I'm on the lookout for a product that I can use on my throttle bodies and timing covers whilst in situ and thought I might be wasting my time. I've never known of a spray on product that can go some way to clean up ally.

Whilst searching the net I came across a raceglaze product called Alubright Deoxidiser. I have no experience with spray on deoxidisers so need a little help- is this a good product, does it even work or is there something better out there?

Alubright deoxidiser - http://www.raceglaze.co.uk/car-care...ace-glaze-alubright-aluminium-engine-cleaner/

If this stuff works for £12 I will be very happy.


----------



## RaceGlazer

As no-one else has commented, this is precisely what this product is for and I think you will be very happy.
Its very popular, often recommended and used by restorers/workshops etc, and I use it myself.

Hope that helps


----------



## David-Ti

Thanks for the reassurance. I think I would have probably gone for it anyway along with the jet lag lacquer to preserve the finish. 

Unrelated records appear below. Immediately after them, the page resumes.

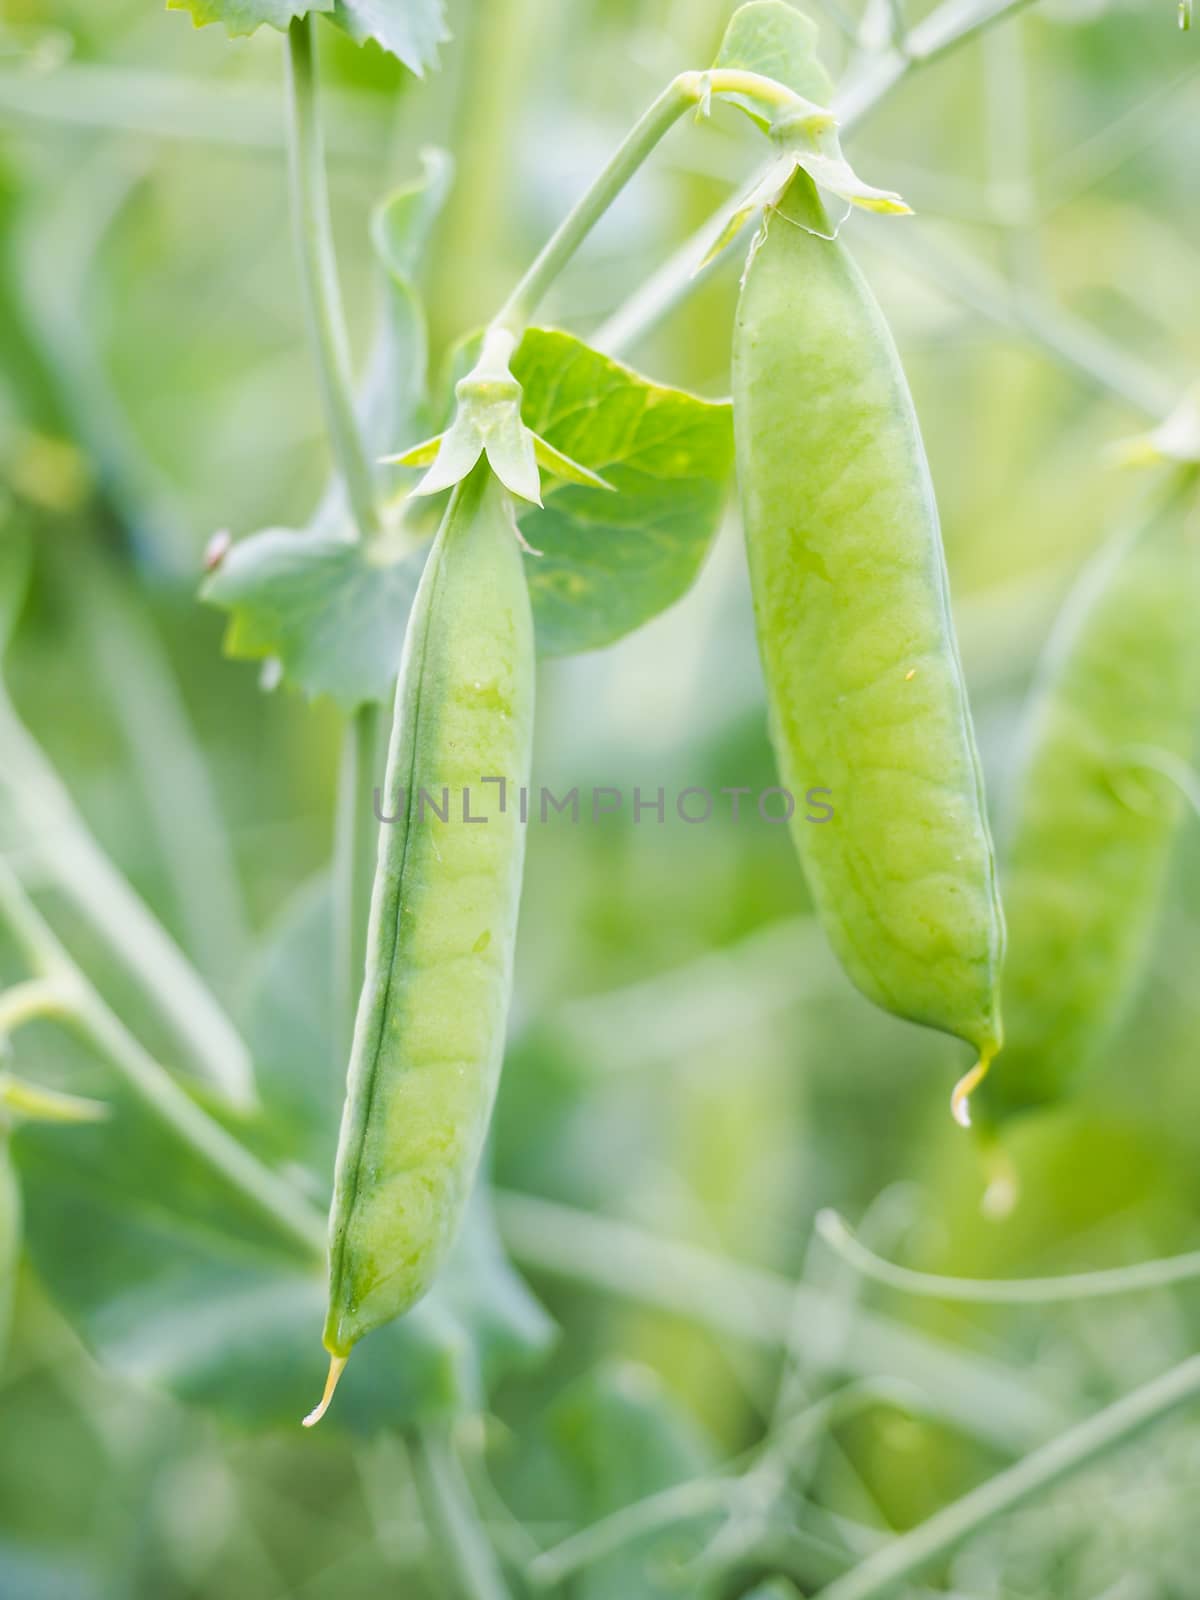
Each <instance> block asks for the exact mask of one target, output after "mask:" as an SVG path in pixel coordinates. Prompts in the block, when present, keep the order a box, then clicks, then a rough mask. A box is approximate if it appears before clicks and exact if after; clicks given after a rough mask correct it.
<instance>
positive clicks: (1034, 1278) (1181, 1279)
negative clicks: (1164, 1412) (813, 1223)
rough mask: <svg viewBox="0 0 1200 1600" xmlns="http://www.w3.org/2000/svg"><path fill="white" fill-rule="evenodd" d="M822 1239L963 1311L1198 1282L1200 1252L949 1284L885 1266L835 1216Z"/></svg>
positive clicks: (1103, 1295) (913, 1293) (829, 1245)
mask: <svg viewBox="0 0 1200 1600" xmlns="http://www.w3.org/2000/svg"><path fill="white" fill-rule="evenodd" d="M816 1229H818V1234H819V1235H821V1238H822V1240H824V1242H826V1243H827V1245H829V1248H830V1250H834V1251H835V1253H837V1254H838V1256H840V1258H842V1259H843V1261H845V1262H846V1264H848V1266H851V1267H853V1269H854V1270H856V1272H859V1274H862V1277H866V1278H872V1280H874V1282H875V1283H885V1285H886V1286H888V1288H893V1290H899V1291H901V1293H902V1294H917V1296H920V1298H923V1299H941V1301H955V1302H958V1304H965V1306H1053V1304H1069V1302H1075V1301H1090V1299H1112V1298H1114V1296H1118V1294H1146V1293H1150V1291H1152V1290H1162V1288H1170V1286H1171V1285H1173V1283H1190V1282H1192V1280H1195V1278H1200V1250H1194V1251H1189V1253H1187V1254H1182V1256H1166V1258H1163V1259H1160V1261H1138V1262H1134V1264H1133V1266H1130V1267H1112V1269H1109V1270H1104V1272H1069V1274H1064V1275H1062V1277H1054V1278H1050V1277H1048V1278H1006V1280H1005V1278H950V1277H939V1275H938V1274H933V1272H914V1270H912V1269H910V1267H901V1266H896V1262H893V1261H885V1259H883V1258H882V1256H877V1254H875V1253H874V1251H872V1250H867V1246H866V1245H864V1243H862V1242H861V1240H858V1238H856V1237H854V1234H853V1232H851V1230H850V1227H848V1226H846V1222H845V1221H843V1219H842V1218H840V1216H838V1214H837V1213H835V1211H822V1213H821V1214H819V1216H818V1219H816Z"/></svg>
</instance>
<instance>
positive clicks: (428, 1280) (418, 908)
mask: <svg viewBox="0 0 1200 1600" xmlns="http://www.w3.org/2000/svg"><path fill="white" fill-rule="evenodd" d="M533 698H534V643H533V618H531V611H530V598H528V589H526V582H525V573H523V568H522V554H520V547H518V544H517V538H515V533H514V525H512V518H510V515H509V509H507V506H506V499H504V491H502V490H501V488H499V485H498V483H496V482H494V480H493V478H491V477H490V474H488V470H486V467H480V469H477V470H475V472H474V474H472V477H470V478H469V480H467V482H466V483H462V485H461V486H459V488H458V490H456V493H454V498H453V501H451V504H450V510H448V512H446V517H445V522H443V525H442V530H440V533H438V536H437V541H435V544H434V549H432V552H430V557H429V563H427V566H426V571H424V576H422V579H421V587H419V590H418V598H416V603H414V608H413V616H411V622H410V629H408V638H406V642H405V654H403V662H402V669H400V682H398V688H397V704H395V726H394V731H392V742H390V750H389V763H387V779H386V805H384V808H382V810H384V814H386V816H395V821H394V822H384V824H382V827H381V838H379V859H378V869H376V880H374V891H373V899H371V920H370V936H368V958H366V982H365V987H363V992H362V998H360V1003H358V1016H357V1024H355V1034H354V1046H352V1053H350V1069H349V1083H347V1099H346V1109H344V1114H342V1128H341V1142H339V1147H338V1165H336V1174H334V1197H333V1211H331V1218H330V1312H328V1320H326V1325H325V1346H326V1349H328V1350H330V1352H331V1354H333V1355H334V1357H346V1354H347V1352H349V1350H350V1347H352V1346H354V1344H355V1342H357V1341H358V1339H362V1338H363V1334H366V1333H370V1331H371V1330H373V1328H378V1326H379V1325H381V1323H386V1322H389V1320H390V1318H392V1317H398V1315H400V1314H402V1312H405V1310H408V1309H410V1307H411V1306H413V1304H414V1302H416V1301H418V1299H421V1296H422V1294H424V1293H426V1291H427V1290H429V1286H430V1283H432V1280H434V1275H435V1274H437V1269H438V1266H440V1262H442V1259H443V1258H445V1254H446V1250H448V1248H450V1245H451V1242H453V1238H454V1234H456V1232H458V1226H459V1222H461V1218H462V1211H464V1206H466V1202H467V1195H469V1192H470V1186H472V1181H474V1178H475V1170H477V1165H478V1158H480V1154H482V1149H483V1141H485V1136H486V1130H488V1120H490V1115H491V1106H493V1099H494V1094H496V1083H498V1078H499V1067H501V1058H502V1051H504V1029H506V1021H507V1008H509V992H510V987H512V957H514V944H515V936H517V906H518V899H520V886H522V866H523V856H525V827H523V826H522V821H520V802H518V790H520V787H522V786H525V784H528V779H530V758H531V741H533ZM485 779H504V784H502V786H501V784H499V782H494V781H493V782H485ZM464 790H466V805H467V810H466V816H467V818H470V821H464ZM446 805H448V808H450V810H448V821H440V819H438V816H437V814H435V810H434V808H437V811H445V806H446ZM334 1365H336V1363H334Z"/></svg>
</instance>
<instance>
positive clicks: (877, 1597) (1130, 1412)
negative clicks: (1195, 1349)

I'll let you know how I get on.


----------



## David-Ti

Very effective product. Tried a small test area after work and it was quick to bring the ally back to a clean, unblemished finish. I will have to go to town on it when I get a few mins but yes, very pleased


----------



## srhutch

Just be careful on plastic part as it does stain.


----------



## David-Ti

srhutch said:


> Just be careful on plastic part as it does stain.


Thanks. Yes I am taking care.

Doing the engine in situ with plastics in place I tend to spray it into a lid and brush it on.


----------



## dholdi

That looks an impressive result.
Will be getting some of this for my RST resto.


----------



## kimandsally

It's a shame the pictures are not of the same part though.


----------



## dholdi

kimandsally said:


> It's a shame the pictures are not of the same part though.


I think they are, the photos have been taken from different angles.


----------



## Ford8loke

Can this product be used to prep cast aluminium prior to painting?


----------



## RaceGlazer

Yes, as it will remove any oxidisation. Make sure its well washed off after.


----------



## Chris Donaldson

Saw this thread, bought some, tried it and wow! Great product, well done Race Glaze.


----------



## MarkP80

Any concerns with getting it on hoses, wiring loom etc etc? If you’re cleaning the metal parts in situ it’s impossible not to get it on other areas such as this. Even with the photos above, the test area is impressive but it was out in the open. There’s lots of nooks and crannies to do there for the proper job, with all sorts of other materials that will be in contact with the chemical.
So, if it’s left to work its magic for a few minutes, are the other parts safe?

Cheers,
MarkP


----------



## sshooie

kimandsally said:


> It's a shame the pictures are not of the same part though.


Look again


----------



## Squadrone Rosso

Ordered some yesterday, plus the Laq stuff.


----------